A selection invention is an invention involving selection of a species from a genus disclosed in a prior art reference. Generally, when a selection of matter is not directly disclosed in the prior art reference, a selection invention has novelty. As for inventiveness, the Korean Supreme Court principally considered whether a selection invention can achieve an advantageous effect in comparison with a prior art reference.  Recently, the Korean Supreme Court changed the standard for determining inventiveness of a selection invention by requiring that the inventiveness determination of a selection invention be the same as other types of inventions.

  1.  Case Background

The present case relates to Korean Patent No. 0908176 titled “Lactam-Containing Compounds and Derivatives Thereof as Factor Xa Inhibitors.” The chemical compounds recited in claim 1 cover the active ingredient named Apixaban, commonly used to prevent blood clotting and which is commercially available as Eliquis from Bristol-Myers Squibb Korea. A prior art reference (WO00/39131) also discloses Apixaban through a general chemical formula.  However, theoretically, the present invention corresponds to selecting one from among approximately 66 billion potential combinations, as described in the following.

The Korean Intellectual Property Trial and Appeal Board and the Patent Court did not acknowledge the inventiveness of the present invention, based on strict inventiveness requirements suggested by the precedent Supreme Court rulings.  In the case of 2001Hu2740, the Supreme Court ruled that a selection invention is patentable on the condition that first, a prior art reference has not yet disclosed subordinate concepts comprising a selective invention in concrete terms (Novelty); second, subordinate concepts must possess effects different in quality from the preceding invention, or if not, at least, there must exist conspicuous differences in effect as measured quantitatively therebetween (Inventiveness).  The stance of the Supreme Court has been to consider that the difficulty in constitution of a selection invention can be acknowledged only through qualitatively different effects or significantly different quantitative effects thereof.

  1. Supreme Court Rulings in 2019Hu10609 (April 8, 2021)

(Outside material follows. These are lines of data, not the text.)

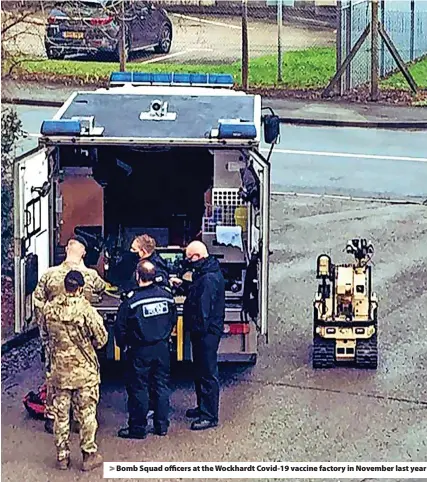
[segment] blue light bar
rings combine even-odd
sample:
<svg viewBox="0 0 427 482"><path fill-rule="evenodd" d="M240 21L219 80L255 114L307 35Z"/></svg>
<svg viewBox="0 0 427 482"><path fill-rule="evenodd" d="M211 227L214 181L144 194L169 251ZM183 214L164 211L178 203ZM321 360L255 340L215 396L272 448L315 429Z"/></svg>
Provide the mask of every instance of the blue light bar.
<svg viewBox="0 0 427 482"><path fill-rule="evenodd" d="M43 136L80 136L80 121L61 119L43 121L40 133Z"/></svg>
<svg viewBox="0 0 427 482"><path fill-rule="evenodd" d="M234 79L231 74L203 73L113 72L110 75L111 87L126 84L231 88L234 85Z"/></svg>
<svg viewBox="0 0 427 482"><path fill-rule="evenodd" d="M218 139L255 139L256 126L253 122L220 122Z"/></svg>

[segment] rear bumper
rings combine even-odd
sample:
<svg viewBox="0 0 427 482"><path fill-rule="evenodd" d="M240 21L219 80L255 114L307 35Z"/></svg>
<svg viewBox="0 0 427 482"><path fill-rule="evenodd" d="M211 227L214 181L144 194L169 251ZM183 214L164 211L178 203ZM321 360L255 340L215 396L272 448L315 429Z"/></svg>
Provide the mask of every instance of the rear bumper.
<svg viewBox="0 0 427 482"><path fill-rule="evenodd" d="M93 39L90 41L67 41L47 38L45 41L46 51L58 54L85 54L95 52L114 52L118 41L106 38Z"/></svg>

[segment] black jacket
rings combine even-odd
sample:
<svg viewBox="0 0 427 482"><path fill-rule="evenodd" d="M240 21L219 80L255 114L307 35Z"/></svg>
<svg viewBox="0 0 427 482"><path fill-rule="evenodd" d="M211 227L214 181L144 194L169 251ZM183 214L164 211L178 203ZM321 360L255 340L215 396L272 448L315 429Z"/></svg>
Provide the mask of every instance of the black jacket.
<svg viewBox="0 0 427 482"><path fill-rule="evenodd" d="M156 269L156 278L154 282L162 287L169 287L169 271L168 265L166 261L162 259L156 252L154 252L148 258L145 258L146 261L150 261L153 263L154 268ZM129 280L123 284L124 291L135 290L138 288L138 283L136 281L136 265L141 261L139 258L134 261L133 271L129 277Z"/></svg>
<svg viewBox="0 0 427 482"><path fill-rule="evenodd" d="M225 317L225 281L219 262L208 258L195 263L193 281L184 303L184 323L192 333L222 335Z"/></svg>
<svg viewBox="0 0 427 482"><path fill-rule="evenodd" d="M152 284L127 293L119 307L114 334L120 348L152 345L169 339L177 322L170 291Z"/></svg>

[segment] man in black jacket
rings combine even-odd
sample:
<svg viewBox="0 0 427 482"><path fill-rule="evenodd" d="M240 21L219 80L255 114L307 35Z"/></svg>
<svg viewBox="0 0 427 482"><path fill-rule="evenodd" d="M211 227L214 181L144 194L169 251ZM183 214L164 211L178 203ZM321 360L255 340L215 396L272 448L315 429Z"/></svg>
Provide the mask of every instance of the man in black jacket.
<svg viewBox="0 0 427 482"><path fill-rule="evenodd" d="M160 286L169 287L169 272L166 262L156 253L156 241L148 234L137 236L131 244L131 253L138 255L138 261L150 261L155 267L156 276L154 282Z"/></svg>
<svg viewBox="0 0 427 482"><path fill-rule="evenodd" d="M154 395L154 429L166 435L169 426L169 338L177 321L175 302L170 291L154 283L156 269L143 260L138 263L139 288L130 291L117 313L115 336L118 346L127 349L128 411L127 428L119 437L146 437L149 389Z"/></svg>
<svg viewBox="0 0 427 482"><path fill-rule="evenodd" d="M188 245L186 259L193 278L184 303L184 323L190 332L197 396L197 407L187 410L187 417L197 418L192 430L204 430L218 425L217 354L224 329L225 282L218 260L202 242Z"/></svg>

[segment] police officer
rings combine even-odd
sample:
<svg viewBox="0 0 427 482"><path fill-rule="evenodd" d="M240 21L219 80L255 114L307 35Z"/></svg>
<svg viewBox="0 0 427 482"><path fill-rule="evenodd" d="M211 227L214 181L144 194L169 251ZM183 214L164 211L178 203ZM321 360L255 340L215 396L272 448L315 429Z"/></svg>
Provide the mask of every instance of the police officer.
<svg viewBox="0 0 427 482"><path fill-rule="evenodd" d="M169 290L154 283L156 269L146 260L138 263L139 287L127 294L119 307L115 326L118 346L127 350L128 427L119 437L146 437L150 382L152 383L154 430L167 434L169 427L169 338L177 321L175 302Z"/></svg>
<svg viewBox="0 0 427 482"><path fill-rule="evenodd" d="M154 282L169 287L169 272L165 261L156 253L156 241L148 234L137 236L131 244L131 253L138 256L138 261L147 260L154 265L156 276ZM135 277L133 277L135 281ZM133 288L136 288L134 285Z"/></svg>
<svg viewBox="0 0 427 482"><path fill-rule="evenodd" d="M64 278L71 270L78 270L83 274L85 285L83 287L84 296L91 300L93 293L102 293L105 290L105 281L94 269L87 268L83 262L86 255L87 242L82 236L72 237L65 248L66 258L58 266L49 268L40 278L34 291L35 318L40 327L43 321L43 307L48 301L52 301L56 296L65 293ZM46 369L46 409L45 409L45 430L53 433L53 412L51 403L51 391L49 390L49 369L50 356L48 340L41 336L42 349L44 351Z"/></svg>
<svg viewBox="0 0 427 482"><path fill-rule="evenodd" d="M197 397L197 407L186 415L197 419L192 430L205 430L218 425L217 353L224 330L225 282L218 260L201 241L188 245L186 260L193 276L184 302L184 323L190 332Z"/></svg>
<svg viewBox="0 0 427 482"><path fill-rule="evenodd" d="M41 332L48 339L50 380L54 407L54 437L57 467L70 465L70 408L80 424L82 470L102 465L95 441L98 423L100 372L95 349L108 339L102 317L83 295L84 277L71 270L64 280L65 294L43 308Z"/></svg>

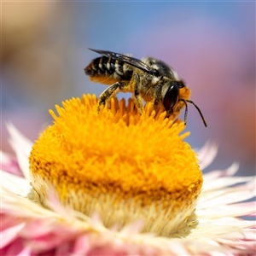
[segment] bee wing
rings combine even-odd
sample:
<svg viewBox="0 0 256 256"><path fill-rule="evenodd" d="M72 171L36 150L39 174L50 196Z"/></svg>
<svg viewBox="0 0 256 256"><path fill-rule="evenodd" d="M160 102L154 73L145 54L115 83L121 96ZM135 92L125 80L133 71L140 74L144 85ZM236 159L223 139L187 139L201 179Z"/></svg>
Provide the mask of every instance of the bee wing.
<svg viewBox="0 0 256 256"><path fill-rule="evenodd" d="M95 51L100 55L102 55L106 57L118 60L122 62L127 63L131 66L136 67L142 69L142 70L145 71L146 73L148 73L154 76L158 76L158 70L151 68L147 64L145 64L144 62L143 62L142 61L140 61L138 59L136 59L136 58L133 58L131 56L126 56L125 55L118 54L118 53L115 53L113 51L108 51L108 50L94 49L90 49L90 48L89 48L89 49Z"/></svg>

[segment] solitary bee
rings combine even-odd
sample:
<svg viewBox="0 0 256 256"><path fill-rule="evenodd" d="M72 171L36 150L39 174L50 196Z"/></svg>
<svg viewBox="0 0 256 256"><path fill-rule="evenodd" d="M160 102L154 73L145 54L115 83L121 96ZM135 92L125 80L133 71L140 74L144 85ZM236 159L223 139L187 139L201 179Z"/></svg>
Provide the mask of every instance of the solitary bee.
<svg viewBox="0 0 256 256"><path fill-rule="evenodd" d="M129 91L133 94L135 106L142 114L145 114L143 99L149 103L151 109L166 110L166 116L176 117L185 107L186 123L189 102L195 107L207 126L199 108L189 99L191 90L165 62L151 57L140 61L112 51L90 49L102 56L94 59L84 68L85 73L91 81L111 84L99 96L98 111L119 91Z"/></svg>

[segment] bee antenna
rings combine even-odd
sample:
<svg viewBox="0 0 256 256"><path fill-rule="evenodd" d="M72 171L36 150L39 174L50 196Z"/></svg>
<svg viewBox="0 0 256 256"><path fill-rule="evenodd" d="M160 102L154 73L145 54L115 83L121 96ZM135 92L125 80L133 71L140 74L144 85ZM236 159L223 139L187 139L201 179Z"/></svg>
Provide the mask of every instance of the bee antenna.
<svg viewBox="0 0 256 256"><path fill-rule="evenodd" d="M187 116L188 116L188 104L187 102L183 99L181 99L180 101L183 102L185 103L186 108L185 108L185 114L184 114L184 123L185 125L187 125Z"/></svg>
<svg viewBox="0 0 256 256"><path fill-rule="evenodd" d="M185 115L184 115L185 125L186 125L186 122L187 122L187 115L188 115L188 104L187 104L187 102L189 102L189 103L193 104L193 105L195 106L195 108L197 109L197 111L199 112L200 116L201 116L201 119L202 119L202 121L203 121L205 126L207 127L207 121L206 121L204 116L202 115L202 113L201 113L200 108L194 103L194 102L192 102L192 101L190 101L190 100L186 100L186 101L185 101L185 100L183 100L183 99L180 99L180 101L183 102L185 103L185 106L186 106L186 108L185 108Z"/></svg>

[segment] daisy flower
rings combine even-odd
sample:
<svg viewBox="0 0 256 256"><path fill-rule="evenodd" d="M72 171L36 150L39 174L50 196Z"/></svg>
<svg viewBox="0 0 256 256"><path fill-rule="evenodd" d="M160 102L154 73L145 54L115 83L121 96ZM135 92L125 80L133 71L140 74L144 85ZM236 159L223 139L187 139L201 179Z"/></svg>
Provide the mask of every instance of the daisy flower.
<svg viewBox="0 0 256 256"><path fill-rule="evenodd" d="M202 175L173 117L95 96L50 110L32 145L11 124L2 153L1 255L254 255L255 177ZM200 161L199 161L200 160Z"/></svg>

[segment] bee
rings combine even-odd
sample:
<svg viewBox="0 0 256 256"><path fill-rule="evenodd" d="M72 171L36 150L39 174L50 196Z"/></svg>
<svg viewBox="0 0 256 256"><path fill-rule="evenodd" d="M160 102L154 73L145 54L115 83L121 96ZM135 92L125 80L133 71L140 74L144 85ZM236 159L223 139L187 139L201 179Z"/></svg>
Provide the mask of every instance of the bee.
<svg viewBox="0 0 256 256"><path fill-rule="evenodd" d="M99 96L97 111L118 92L131 92L138 112L145 114L144 100L150 109L163 109L166 117L177 116L185 107L184 122L188 115L188 103L193 104L207 127L207 122L200 108L189 100L191 90L177 73L165 62L146 57L141 61L129 55L112 51L93 49L101 57L94 59L84 72L93 82L110 84Z"/></svg>

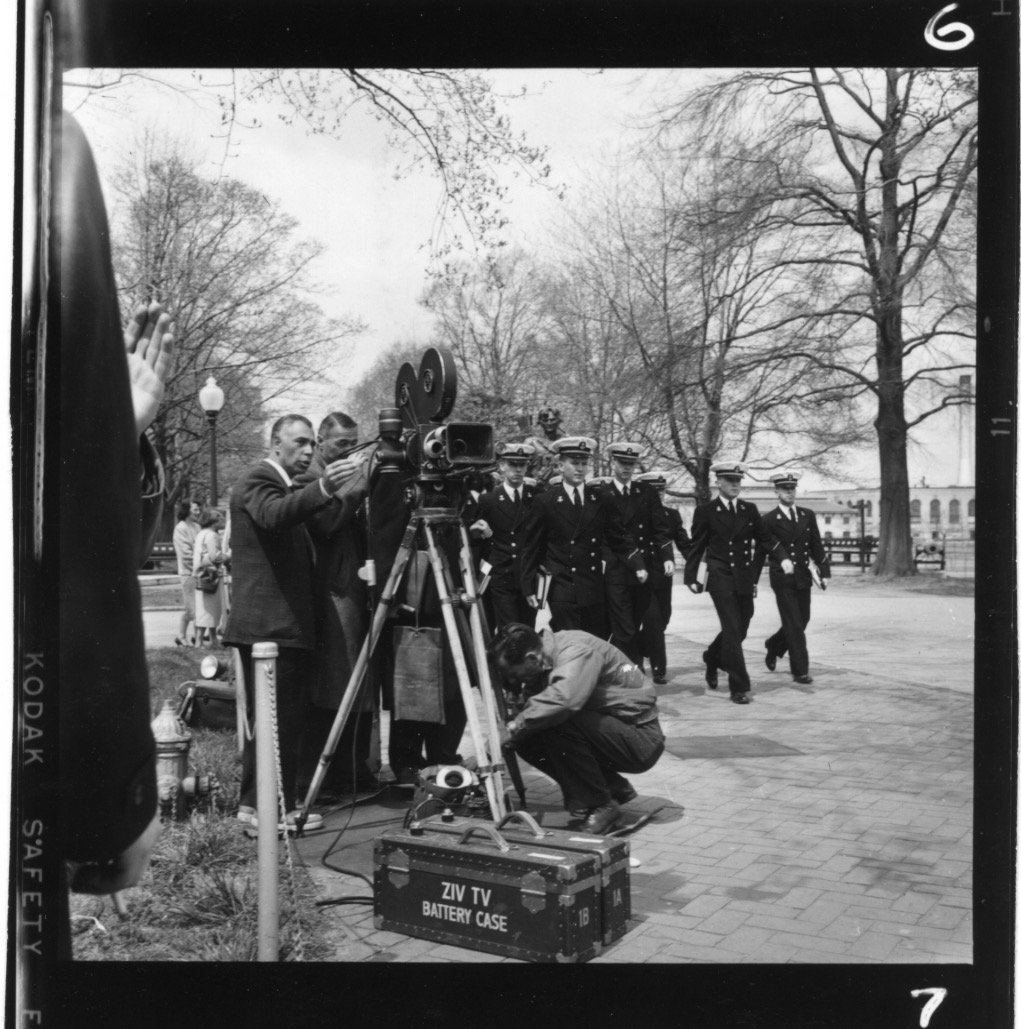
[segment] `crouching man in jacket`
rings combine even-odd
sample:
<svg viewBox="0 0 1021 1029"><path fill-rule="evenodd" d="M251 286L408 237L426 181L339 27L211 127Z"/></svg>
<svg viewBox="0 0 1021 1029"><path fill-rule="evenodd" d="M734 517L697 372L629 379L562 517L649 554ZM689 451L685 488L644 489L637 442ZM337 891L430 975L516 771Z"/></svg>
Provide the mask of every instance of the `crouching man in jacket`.
<svg viewBox="0 0 1021 1029"><path fill-rule="evenodd" d="M653 684L617 647L580 630L513 624L493 657L522 701L501 746L557 781L584 831L608 832L621 804L638 795L621 773L647 772L663 753Z"/></svg>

The Supreme Court recently held that even if a genus is disclosed in a prior art reference, a selection invention should be considered inventive when the difficulty in constitution is acknowledged.  The Supreme Court further ruled that when determining the difficulty of constitution of a selection invention, the number of compounds that can theoretically be included within the scope of the chemical formulas and substituent in the prior invention, whether or not an ordinary skilled artisan could easily select a particular compound or a particular substituent from among the compounds listed in the prior invention, structural similarity of the selection invention to compounds specifically described in the prior invention, or the like, should be considered as a whole.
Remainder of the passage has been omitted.